CNAO 33 2016 C “Sacral Chordoma: a Randomized & Observational study on surgery versus definitive radiation therapy in primary localized disease (SACRO)” approved on 24 November 2016, by referral Ethics Committee “Area Pavia”.

4.2. Dose Recalculation and Analysis

All the treatment plans for the patient group treated in the pelvic region were calculated for clinical purposes with the Syngo PT (Siemens AG healthcare, Erlangen, Germany) TPS. CT image, RTdose, RTstructure and RTplan DICOM files were exported from Syngo and imported in FRoG for the recalculation of DLEM and DMKM.

From the two corresponding rectum DVHs, patient-specific DMKM|v values (v: 1%, 5%, 10%, 20%), were extracted and plotted as a function of the corresponding DLEM|v. New DLEM|v values translated from the original DMKM|v constraints were determined from these plots. The regression was performed with Scipy libraries providing numerical integration, interpolation, optimization, linear algebra and statistics [28], and the software IBM SPSS Statistics for Windows, Version 26.0 (IBM Corp., Armonk, NY, USA). The average rectum DVHs over the patient population, in the two RBE systems, were evaluated in relation to original DMKM|v and translated DLEM|v constraints.

Five patients (2 prostate cases, 2 LSAC cases and 1 HSAC case) were randomly selected for optimized treatment plans with the new translated DLEM|v constraints. The lower boundary values of the 95% CI were considered for DLEM|v to account for uncertainties involved in the DRBE translation process. Plan optimization was performed with Syngo and dose distributions were then exported to FRoG for DMKM recalculation. Rectum DMKMVHs were then analyzed to verify their compliance with the original DMKM|v constraints.
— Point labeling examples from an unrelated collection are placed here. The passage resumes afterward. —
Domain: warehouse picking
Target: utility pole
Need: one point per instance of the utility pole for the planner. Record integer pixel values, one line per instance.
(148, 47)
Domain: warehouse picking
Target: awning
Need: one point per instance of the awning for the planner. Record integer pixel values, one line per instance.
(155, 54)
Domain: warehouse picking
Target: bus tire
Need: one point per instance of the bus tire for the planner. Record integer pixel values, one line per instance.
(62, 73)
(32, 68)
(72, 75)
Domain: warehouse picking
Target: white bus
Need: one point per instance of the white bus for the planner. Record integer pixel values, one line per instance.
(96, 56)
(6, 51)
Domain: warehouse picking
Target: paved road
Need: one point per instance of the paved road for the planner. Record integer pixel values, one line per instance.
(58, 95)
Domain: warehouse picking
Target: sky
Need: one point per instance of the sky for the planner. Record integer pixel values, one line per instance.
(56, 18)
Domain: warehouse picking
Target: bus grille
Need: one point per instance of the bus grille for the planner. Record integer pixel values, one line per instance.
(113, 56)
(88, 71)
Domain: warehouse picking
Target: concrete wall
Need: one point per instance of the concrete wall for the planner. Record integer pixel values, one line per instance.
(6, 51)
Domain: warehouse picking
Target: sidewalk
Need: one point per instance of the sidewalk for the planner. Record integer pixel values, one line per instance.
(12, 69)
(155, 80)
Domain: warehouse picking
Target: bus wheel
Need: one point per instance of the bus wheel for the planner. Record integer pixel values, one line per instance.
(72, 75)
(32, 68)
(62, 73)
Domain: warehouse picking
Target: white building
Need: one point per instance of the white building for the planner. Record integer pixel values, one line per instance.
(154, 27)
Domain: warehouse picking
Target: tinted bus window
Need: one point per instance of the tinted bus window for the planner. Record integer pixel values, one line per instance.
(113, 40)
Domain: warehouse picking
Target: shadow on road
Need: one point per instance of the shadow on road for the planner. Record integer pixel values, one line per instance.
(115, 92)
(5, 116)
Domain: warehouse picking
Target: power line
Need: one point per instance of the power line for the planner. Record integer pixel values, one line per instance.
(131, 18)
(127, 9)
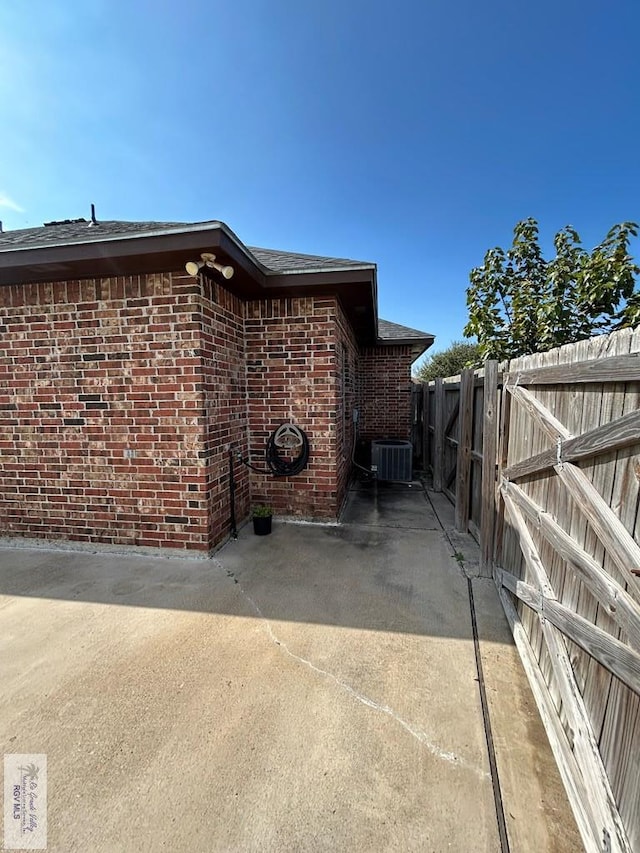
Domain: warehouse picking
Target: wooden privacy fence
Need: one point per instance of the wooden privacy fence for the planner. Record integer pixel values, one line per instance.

From DMKM distributions, the FRoG generated EUD values to predict the late rectal toxicity NTCP, based upon the formulation reported by Fukahori et al. [16,29,30]. In particular, the median values for LKB parameters n, m and TD50 (0.035 (95% CI: 0.024–0.047), 0.10 (0.084–0.13) and 63.6 Gy(RBE) (61.8–65.4)) obtained for ≥G1 late rectal toxicity were selected to calculate the NTCP for the CNAO population.
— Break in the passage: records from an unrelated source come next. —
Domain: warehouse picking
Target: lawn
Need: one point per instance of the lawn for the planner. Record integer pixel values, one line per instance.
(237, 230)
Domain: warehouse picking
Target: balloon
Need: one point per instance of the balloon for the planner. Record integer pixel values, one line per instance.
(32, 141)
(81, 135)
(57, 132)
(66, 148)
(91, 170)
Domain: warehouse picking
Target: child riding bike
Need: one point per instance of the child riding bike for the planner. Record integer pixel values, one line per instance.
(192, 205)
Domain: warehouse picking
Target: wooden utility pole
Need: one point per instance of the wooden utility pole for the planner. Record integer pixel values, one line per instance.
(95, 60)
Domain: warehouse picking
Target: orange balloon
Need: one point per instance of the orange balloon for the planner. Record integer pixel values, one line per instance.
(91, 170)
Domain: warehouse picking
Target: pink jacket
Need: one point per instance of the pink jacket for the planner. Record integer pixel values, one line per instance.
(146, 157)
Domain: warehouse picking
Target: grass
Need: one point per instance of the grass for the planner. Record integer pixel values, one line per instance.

A scheme summarizing the study methodology is presented in Figure 6, highlighting the two lines of investigation followed in this work. On one side, the conversion process of rectum dose distribution for 63 patients allowed the translation of DRBE values between different RBE models. This part of the analysis provided a quantification of the potential for relaxation of LEM-based constraints. Concurrently, the follow-up of our pelvic patient cohort was analyzed to evaluate actual reported rectal toxicity. The recently published NTCP model from the Japanese NIRS group [16] was then applied to our dataset to estimate the probability of late rectal damage based on treatment outcomes registered with a longer follow-up. This second part of the study aimed at ensuring the absence of a significant toxicity rate with the currently applied constraints. New rectum dose constraints, to be confirmed prospectively using the clinical data, were finally defined for all the pelvic treatments scheduled in 16 fractions.

Figure 6

A scheme summarizing the study methodology.

5. Conclusions

For the definition of new OAR dose constraints, a detailed RBE model translation analysis has been combined with the evaluation of treatment toxicity, based on long-term clinical follow-up data and normal tissue complication predictors, as estimated by other reference CIRT centers. With the clinical implementation of updated dose constraints, we expect an improvement of treatment quality by allowing a potentially higher dose delivery to the tumor, with no increase in healthy tissue toxicity. The methodology applied in this work was successfully followed for the optic pathways [15] and brainstem. Updating dose constraints for organs at risk in the treatment of pancreatic AdC tumors and other abdominal lesions (i.e., duodenum, stomach, small bowel and colon) is currently ongoing.